In this example, we’ll customize the system message to respond like a social media marketing expert. You can replace the prompt with your preferred style or tone.
SYSTEM_MESSAGE = """
You are a seasoned social media marketing expert with years of experience in helping businesses grow their online presence. Respond with detailed, actionable advice and a professional tone.
"""
USER_MESSAGE = """
What are the most effective strategies for increasing engagement on social media platforms?
"""
response = client.chat.completions.create(
model=MODEL_NAME,
temperature=0.7,
n=1,
messages=[
{"role": "system", "content": SYSTEM_MESSAGE},
{"role": "user", "content": USER_MESSAGE},
],
)
print("Response:")
print(response.choices[0].message.content)

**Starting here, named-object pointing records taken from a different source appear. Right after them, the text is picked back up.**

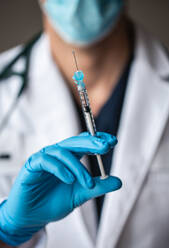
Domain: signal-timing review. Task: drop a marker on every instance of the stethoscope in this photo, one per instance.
(8, 72)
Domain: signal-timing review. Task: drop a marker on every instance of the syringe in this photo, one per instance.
(78, 78)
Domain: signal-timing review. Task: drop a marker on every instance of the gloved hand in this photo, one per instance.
(51, 184)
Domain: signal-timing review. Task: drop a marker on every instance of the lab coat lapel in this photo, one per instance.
(59, 121)
(144, 116)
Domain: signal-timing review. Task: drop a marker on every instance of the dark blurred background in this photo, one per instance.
(20, 19)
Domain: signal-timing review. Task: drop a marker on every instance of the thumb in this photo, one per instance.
(102, 186)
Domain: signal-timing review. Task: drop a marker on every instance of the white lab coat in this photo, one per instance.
(138, 214)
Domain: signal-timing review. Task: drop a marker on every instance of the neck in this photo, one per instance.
(102, 63)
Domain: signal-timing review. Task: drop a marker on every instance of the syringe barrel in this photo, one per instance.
(90, 123)
(87, 112)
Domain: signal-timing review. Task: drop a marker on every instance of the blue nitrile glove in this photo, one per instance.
(51, 184)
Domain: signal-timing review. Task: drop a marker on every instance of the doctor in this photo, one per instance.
(127, 77)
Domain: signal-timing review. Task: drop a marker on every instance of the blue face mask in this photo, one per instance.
(83, 22)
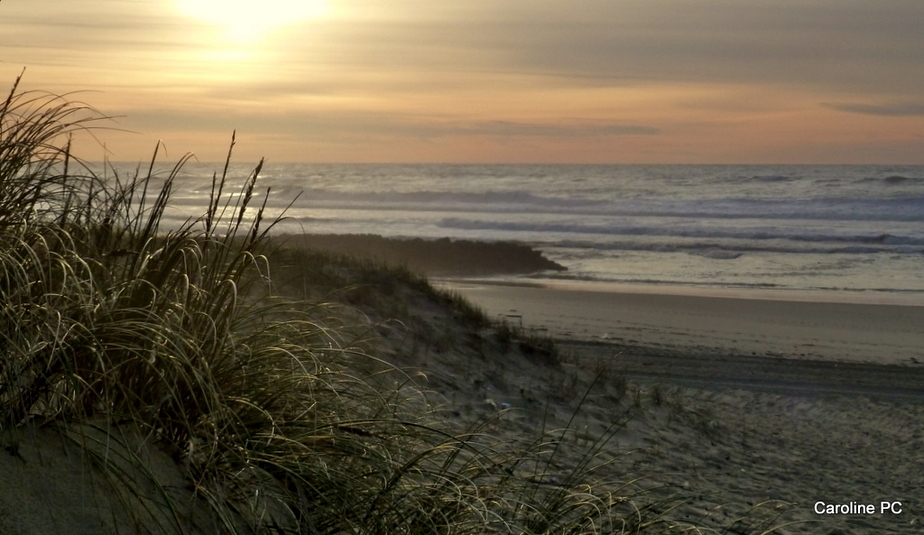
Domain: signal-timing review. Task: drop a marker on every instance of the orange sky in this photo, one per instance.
(621, 81)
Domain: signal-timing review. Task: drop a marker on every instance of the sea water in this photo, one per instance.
(852, 230)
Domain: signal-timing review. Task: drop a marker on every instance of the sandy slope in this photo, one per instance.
(753, 400)
(720, 433)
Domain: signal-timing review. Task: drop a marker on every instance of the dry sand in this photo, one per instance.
(751, 401)
(734, 404)
(888, 334)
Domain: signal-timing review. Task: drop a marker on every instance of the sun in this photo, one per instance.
(246, 20)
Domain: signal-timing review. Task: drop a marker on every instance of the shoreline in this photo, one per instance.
(696, 325)
(855, 297)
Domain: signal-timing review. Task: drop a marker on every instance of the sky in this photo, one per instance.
(488, 81)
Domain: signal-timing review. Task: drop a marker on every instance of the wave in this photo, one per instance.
(898, 209)
(759, 235)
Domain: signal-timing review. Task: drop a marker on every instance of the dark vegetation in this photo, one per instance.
(115, 332)
(441, 257)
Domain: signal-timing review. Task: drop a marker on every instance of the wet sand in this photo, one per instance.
(712, 326)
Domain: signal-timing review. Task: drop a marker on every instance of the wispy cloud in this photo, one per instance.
(662, 78)
(894, 109)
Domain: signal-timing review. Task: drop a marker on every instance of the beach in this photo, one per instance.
(709, 325)
(751, 401)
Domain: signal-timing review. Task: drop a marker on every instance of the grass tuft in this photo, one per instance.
(130, 339)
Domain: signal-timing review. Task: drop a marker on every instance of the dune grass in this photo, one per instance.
(125, 336)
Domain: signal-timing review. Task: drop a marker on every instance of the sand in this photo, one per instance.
(753, 409)
(697, 325)
(800, 404)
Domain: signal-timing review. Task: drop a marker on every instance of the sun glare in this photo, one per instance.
(248, 19)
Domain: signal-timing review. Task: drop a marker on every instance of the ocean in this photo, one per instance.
(853, 231)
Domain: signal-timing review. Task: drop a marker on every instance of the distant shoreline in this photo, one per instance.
(697, 325)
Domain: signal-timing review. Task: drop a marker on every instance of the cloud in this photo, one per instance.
(895, 109)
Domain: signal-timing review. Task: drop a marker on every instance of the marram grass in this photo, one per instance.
(125, 336)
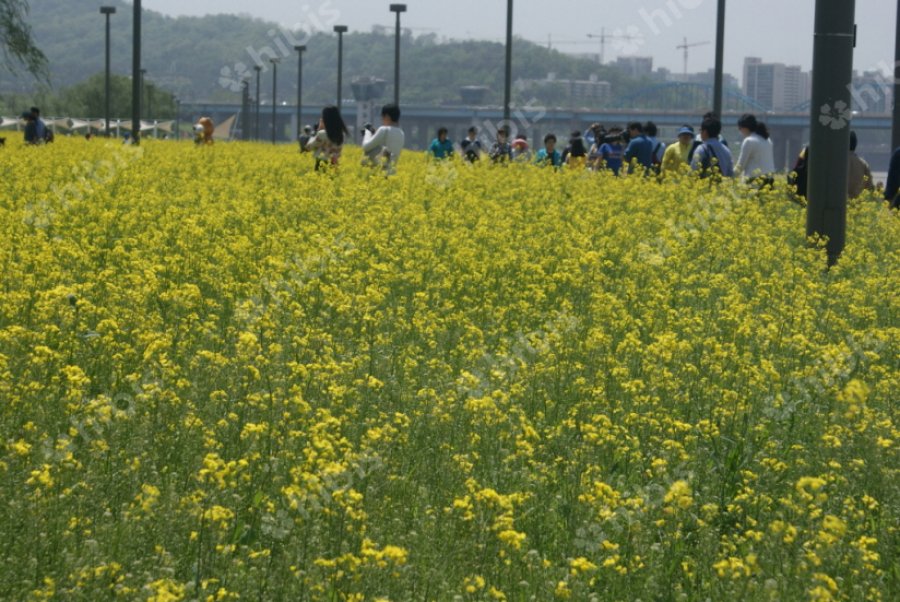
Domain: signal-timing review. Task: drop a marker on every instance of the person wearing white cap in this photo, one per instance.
(677, 155)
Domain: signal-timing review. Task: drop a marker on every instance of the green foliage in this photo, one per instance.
(202, 59)
(16, 39)
(88, 99)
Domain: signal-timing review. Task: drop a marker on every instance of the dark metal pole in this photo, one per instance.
(829, 142)
(108, 11)
(397, 8)
(896, 135)
(136, 76)
(245, 110)
(299, 50)
(274, 96)
(507, 87)
(258, 69)
(340, 30)
(718, 84)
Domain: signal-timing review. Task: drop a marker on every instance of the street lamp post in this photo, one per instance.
(258, 69)
(300, 49)
(143, 87)
(718, 85)
(507, 86)
(245, 109)
(108, 11)
(340, 30)
(274, 62)
(177, 119)
(397, 8)
(896, 135)
(136, 76)
(829, 139)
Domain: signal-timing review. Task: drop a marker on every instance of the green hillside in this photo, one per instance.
(198, 58)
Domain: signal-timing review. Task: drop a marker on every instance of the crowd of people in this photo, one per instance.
(636, 148)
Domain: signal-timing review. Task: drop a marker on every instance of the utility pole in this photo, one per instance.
(896, 132)
(397, 8)
(829, 143)
(108, 11)
(719, 82)
(300, 49)
(274, 62)
(258, 69)
(340, 30)
(136, 76)
(507, 87)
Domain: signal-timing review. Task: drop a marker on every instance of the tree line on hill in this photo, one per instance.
(202, 59)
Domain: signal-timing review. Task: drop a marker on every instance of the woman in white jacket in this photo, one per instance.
(757, 160)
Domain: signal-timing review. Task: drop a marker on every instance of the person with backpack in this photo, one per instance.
(44, 133)
(859, 174)
(386, 143)
(441, 147)
(575, 153)
(611, 151)
(31, 135)
(892, 186)
(639, 149)
(304, 138)
(711, 155)
(676, 156)
(756, 162)
(659, 148)
(501, 150)
(548, 155)
(328, 142)
(471, 146)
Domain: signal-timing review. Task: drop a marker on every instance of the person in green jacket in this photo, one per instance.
(441, 147)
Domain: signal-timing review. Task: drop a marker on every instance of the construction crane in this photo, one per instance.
(685, 47)
(603, 37)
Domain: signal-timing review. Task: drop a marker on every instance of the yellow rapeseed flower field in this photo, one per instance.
(224, 376)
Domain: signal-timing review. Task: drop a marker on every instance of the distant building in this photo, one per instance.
(871, 92)
(635, 66)
(706, 78)
(777, 86)
(581, 93)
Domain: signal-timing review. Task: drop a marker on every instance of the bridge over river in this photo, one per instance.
(789, 129)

Another approach to guide a language model is by using “few-shot” examples — a series of question-and-answer pairs that demonstrate the desired response style.
In the example below, we’re instructing the model to act like a social media marketing consultant by providing a few sample interactions.
The model is then prompted with a new question to generate a response based on the patterns it has learned from the examples.
Feel free to experiment with the SYSTEM_MESSAGE, EXAMPLES, and USER_MESSAGE to fit different scenarios.
SYSTEM_MESSAGE = """
You are a knowledgeable social media marketing consultant.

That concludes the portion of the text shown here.